The Eagle Point City Council approved an amendment to the Transportation Utility Fee (TUF) at their June 23 meeting. Only one person affected by the TUF was present at the meeting and there were no audience comments on the issue.
There are two revisions in the ordinance. The first revision applies to vacant land. The TUF will be $3.
The other revision is with respect to daily trip counts. Some businesses do not fall under a clear category in the Trip Generation Manual, which establishes the average daily trip calculations. In cases where there are no clear categories the city would pay the cost for trip calculations. In cases where a business disputes the new TUF, if the city has resources available, the could offer a mean to count trips as an alternative to a business having to hire an engineering firm to do the survey. City Administrator Dave Hussell said this would apply only after an appeal is requested and only if the city has resources available.
Councilor Terry Christiansen expressed the hope that several businesses could group together for a traffic study.
Bids were opened on June 23 for the re-do of the intersection of Royal and Main. There were five bidders. Johnny Cat came in with a bid about $114,000 under the engineer’s estimate. The job is scheduled to start right after July 4th and be concluded before school starts. The intersection will not be passable for about six weeks.
The budget was approved for 2009-10 in the amount of $16,726,064.
The methodology and revised systems development charges (SDC) for water was approved on the second reading.
There were five “housekeeping” measures approved.
The council presented Sharon Coupe with a plaque in recognition of her work and organizational effort relating to the Memorial Day “Picnic in the Park.”
During the public comment portion of the agenda a resident expressed concern over the billing date and due date of the water bill. She presented information from various utilities in valley and said, “Overall, the City of Eagle Point is very adversarial in nature and excessively punitive in approach.”

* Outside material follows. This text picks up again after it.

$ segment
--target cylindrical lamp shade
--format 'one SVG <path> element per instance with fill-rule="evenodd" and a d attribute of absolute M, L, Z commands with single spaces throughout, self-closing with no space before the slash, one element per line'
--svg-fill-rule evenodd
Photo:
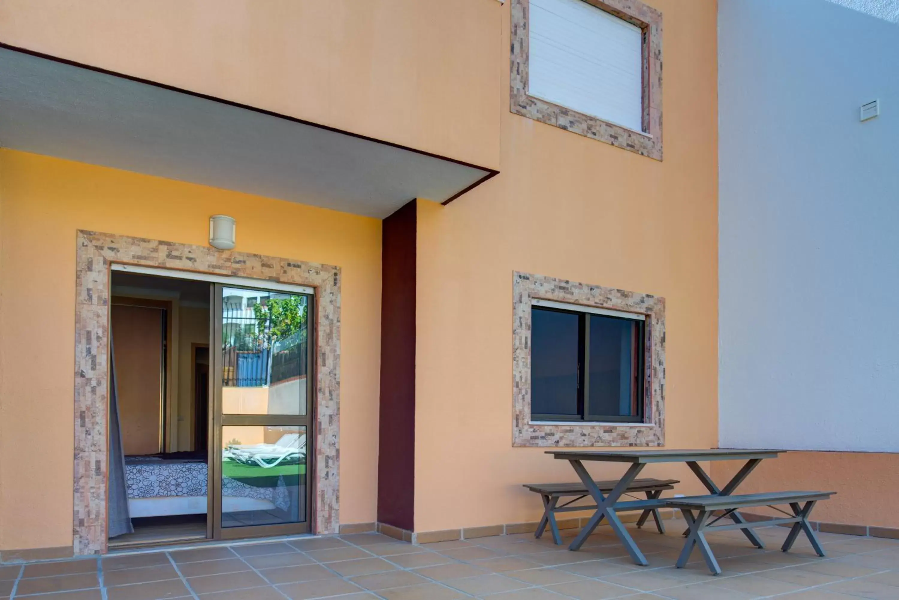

Currently the city sends out the water bill the first of the month. The request was for the billing to be on the 25th, which the complaining party said would fit other utilities and her bill paying schedule. She also asked for reasonable late fees and policies and the eliminating of late notices so close to a billing cycle to free staff to get bills out in a more timely manner.
The city administrator explained that the water bill is not late until the 25th of the month and there is an additional three weeks after that before there is any impact on the bill.
The city council voted two years ago to increase the late fee to $40. They did that instead of raising the water rate for everyone.
Council members asked staff to look at the 15 day cycle and to try calling and leaving a voice message. The staff will review the process and bring it back to council.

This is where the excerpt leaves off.